CustodesTechnologia / System

The repository devoted to plan, organize and execute work items pursuant to the System
0 stars 2 forks source link

Special Characters Not Converting #22

Closed Brother-Tyler closed 2 years ago

Brother-Tyler commented 2 years ago

For some reason, apostrophes [from the existing site] don't render in the update. Instead, they come out as "’" (http://beta.bolterandchainsword.com/topic/373283-updating-the-b38c-101/#comment-5797174).

Is this something that I can fix via the AdminCP (e.g., an auto-edit via the swear filter) or do we need to do something else?

sibomots commented 2 years ago

I don't know yet for sure the most effective way to fix that.

Likely a character encoding issue from Legacy to New. Character sets probably didn't get converted correctly via the automatic database upgrade back in Feb.

The brute force way to fix it is to edit the SQL tables in the beta site (upgraded site).

There might be an ACP tool for that, but I'd be suspicious of it.

The short answer is that this not hard to fix. It's just a bit tricky to find the tables and records that would hold this data. I can add it to my list of database work.

Brother-Tyler commented 2 years ago

For what it's worth, I've added it to the badword (swear) filter on the legacy site, changing that string of characters to an apostrophe. I'm not sure if that will work, but it might save you some work.

Actually, the problem is only when angled apostrophes (not sure of the technical name - apostrophes from fonts/character sets that aren't the standard apostrophes) are used. Regular apostrophes seem to work just fine.

Brother-Tyler commented 2 years ago

(transcribed over from Tech Workshop)

Æ Latin Capital Letter Ae | Unicode number: U+00C6 | HTML-code: Æ (SCÆNICUS EXTUDO - number6's title with all caps) æ Latin Small Letter Ae | Unicode number: U+00E6 | HTML-code: æ (Præfect Sociorum - WarriorFish's title with normal capitalization) Ö Latin Capital Letter O with Diaeresis | Unicode number: U+00D6 | HTML-code: Ö (PETEYSÖDES) ö Latin Small Letter O with Diaeresis | Unicode number: U+00F6 | HTML-code: ö (PeteySödes) becomes ö á Latin Small Letter a with Acute | Unicode number: U+00E1 | HTML-code: á (Selgairhán - the Phoenix Lord I created for my DIY Void Hornets aspect warriors) becomes á É Latin Capital Letter E with Acute | Unicode number: U+00C9 | HTML-code: É (ULTHWÉ) é Latin Small Letter E with Acute | Unicode number: U+00E9 | HTML-code: é (Ulthwé and Forté) becomes é  Latin Capital Letter a with Circumflex | Unicode number: U+00C2 | HTML-code:  (KHÂRN) â Latin Small Letter a with Circumflex | Unicode number: U+00E2 | HTML-code: â (Khârn) becomes â

Brother-Tyler commented 2 years ago

From what I can see, most of these have been solved by including them in the site's word filter. I haven't found any that are still showing up as the alternate characters.

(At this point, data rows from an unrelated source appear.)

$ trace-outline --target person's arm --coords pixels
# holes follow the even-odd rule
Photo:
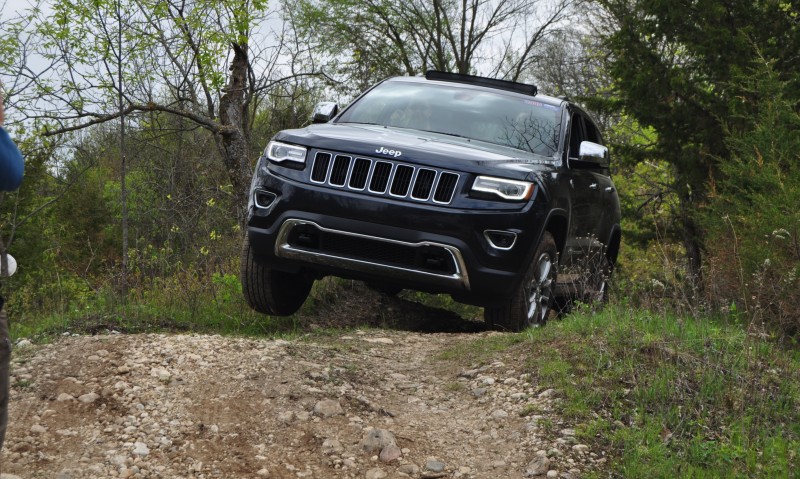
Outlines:
[[[0,94],[0,191],[13,191],[22,183],[25,166],[19,148],[3,128],[3,120],[5,111],[3,96]]]

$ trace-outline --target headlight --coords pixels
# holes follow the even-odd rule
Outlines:
[[[267,149],[264,150],[269,161],[274,163],[283,163],[284,161],[292,161],[295,163],[306,162],[306,149],[302,146],[287,145],[279,141],[270,141]]]
[[[506,180],[491,176],[479,176],[472,184],[472,191],[499,196],[504,200],[529,200],[535,190],[533,183],[527,181]]]

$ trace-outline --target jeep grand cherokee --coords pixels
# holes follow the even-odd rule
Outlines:
[[[447,293],[520,330],[602,300],[620,244],[608,150],[566,99],[428,72],[279,132],[253,175],[244,296],[289,315],[325,275]]]

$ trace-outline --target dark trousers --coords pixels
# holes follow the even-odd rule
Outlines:
[[[2,308],[2,306],[0,306]],[[11,338],[8,336],[8,317],[0,309],[0,450],[8,426],[8,379],[11,364]],[[0,452],[2,454],[2,452]]]

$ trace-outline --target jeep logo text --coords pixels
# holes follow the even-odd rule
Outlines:
[[[403,154],[403,152],[400,151],[400,150],[389,150],[389,149],[384,148],[384,147],[378,148],[377,150],[375,150],[375,153],[380,153],[382,155],[389,155],[389,156],[393,156],[395,158],[397,158],[398,156]]]

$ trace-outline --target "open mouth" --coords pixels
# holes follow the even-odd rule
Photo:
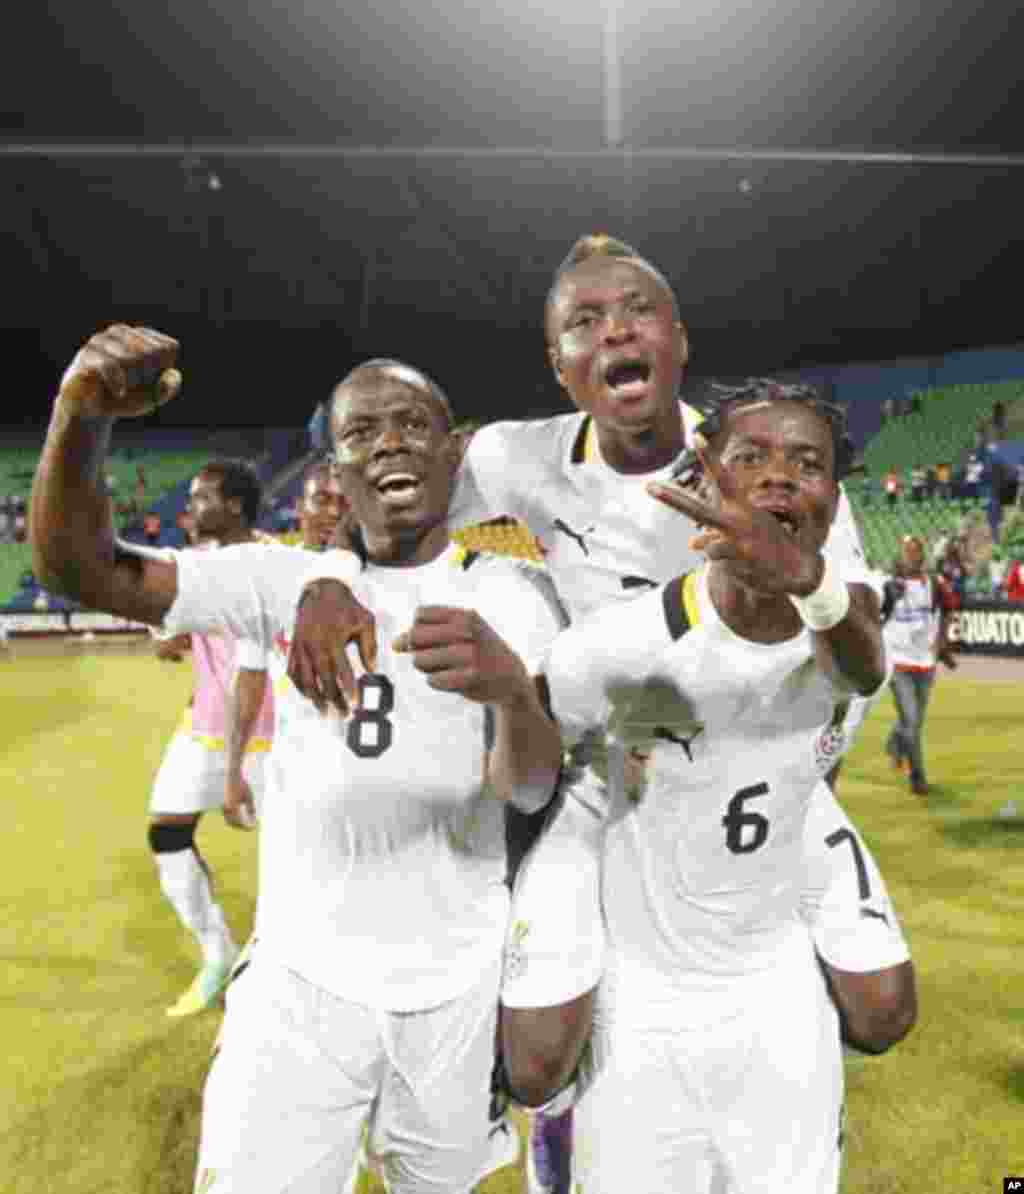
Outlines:
[[[786,532],[789,537],[795,538],[800,530],[800,522],[788,510],[768,510],[766,513],[770,514],[779,526]]]
[[[423,482],[412,473],[386,473],[375,488],[385,505],[408,506],[419,497]]]
[[[604,380],[617,398],[638,398],[647,392],[650,377],[646,361],[618,361],[605,372]]]

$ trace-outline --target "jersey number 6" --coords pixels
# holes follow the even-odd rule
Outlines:
[[[749,788],[740,788],[726,805],[722,824],[725,826],[725,844],[733,854],[753,854],[764,845],[768,837],[768,818],[761,813],[747,812],[743,806],[755,796],[767,795],[767,784],[751,784]]]
[[[395,707],[395,686],[379,672],[359,677],[359,708],[349,718],[345,742],[361,759],[379,758],[391,745],[388,714]]]

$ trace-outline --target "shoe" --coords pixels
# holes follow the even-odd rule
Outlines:
[[[912,775],[910,777],[910,790],[915,796],[927,796],[931,791],[928,784],[919,775]]]
[[[907,760],[902,755],[890,755],[889,759],[892,763],[893,771],[902,771],[907,765]]]
[[[571,1111],[558,1116],[543,1112],[531,1116],[526,1149],[527,1194],[569,1194],[571,1149]]]
[[[192,980],[188,990],[167,1009],[167,1015],[194,1016],[204,1011],[220,998],[221,991],[228,985],[234,959],[230,962],[207,962]]]

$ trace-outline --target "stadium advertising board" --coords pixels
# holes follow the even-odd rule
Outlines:
[[[115,618],[111,614],[96,613],[94,610],[67,610],[62,612],[19,610],[17,613],[0,611],[0,633],[6,635],[42,634],[140,634],[148,630],[142,622],[128,618]]]
[[[1024,659],[1024,605],[965,601],[950,618],[949,637],[968,655]]]

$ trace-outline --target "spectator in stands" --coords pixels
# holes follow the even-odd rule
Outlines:
[[[903,482],[900,481],[899,473],[891,468],[885,474],[885,500],[889,503],[889,508],[892,509],[896,505],[896,501],[900,496],[900,490],[903,488]]]
[[[964,466],[964,497],[977,499],[981,496],[981,483],[985,476],[985,460],[980,452],[972,452]]]
[[[996,544],[992,548],[992,557],[988,562],[988,576],[992,584],[992,596],[1001,598],[1003,596],[1003,581],[1006,579],[1009,565],[1006,562],[1006,557],[1003,554],[1003,549]]]
[[[875,479],[868,471],[867,465],[864,466],[864,480],[860,486],[861,501],[865,506],[870,506],[875,498]]]
[[[1006,435],[1006,403],[997,398],[992,406],[992,433],[996,439]]]
[[[947,667],[956,667],[948,634],[949,615],[957,601],[940,576],[929,575],[924,542],[917,535],[904,537],[900,555],[899,575],[885,582],[882,598],[897,713],[886,751],[899,770],[909,764],[910,790],[926,796],[928,781],[921,747],[924,717],[936,665],[941,660]]]
[[[910,414],[919,415],[921,413],[921,395],[916,390],[910,395],[907,402]]]
[[[17,495],[11,500],[14,511],[11,518],[11,534],[15,543],[24,543],[28,536],[28,518],[25,513],[25,499]]]
[[[1010,561],[1003,578],[1003,592],[1007,601],[1024,601],[1024,565],[1019,557]]]
[[[135,502],[140,510],[146,504],[146,470],[141,463],[135,466]]]
[[[916,464],[910,470],[910,500],[912,502],[923,502],[925,486],[928,478],[924,470],[923,464]]]
[[[142,519],[142,534],[150,547],[160,542],[160,515],[150,511]]]
[[[7,505],[7,498],[0,498],[0,543],[10,543],[14,538],[14,520]]]
[[[953,466],[948,461],[935,466],[935,492],[947,502],[953,496]]]
[[[891,423],[896,417],[896,404],[891,398],[886,398],[882,403],[882,426],[886,423]]]
[[[1017,465],[1017,496],[1014,502],[1024,508],[1024,460]]]
[[[946,544],[946,550],[939,561],[939,575],[957,599],[962,599],[967,581],[967,568],[964,565],[962,541],[959,536],[951,538]]]

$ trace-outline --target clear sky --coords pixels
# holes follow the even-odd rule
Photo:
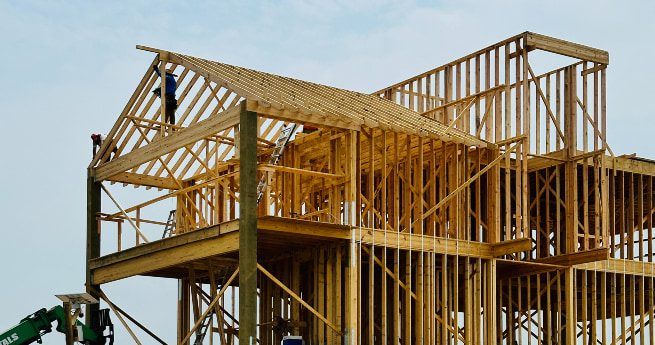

sibomots commented 2 years ago

I think it's fixed too. I think it had to do with the UTF-8 character encoding process step that was performed when the site upgrade was re-run on the real HW. It completed that task PRIOR to the upgrade in earnest so I was also glad to see that the encoding problem was resolved.

I'm closing this for now. If we see any more glitches related to character-set encoding, we can re-open a new ticket.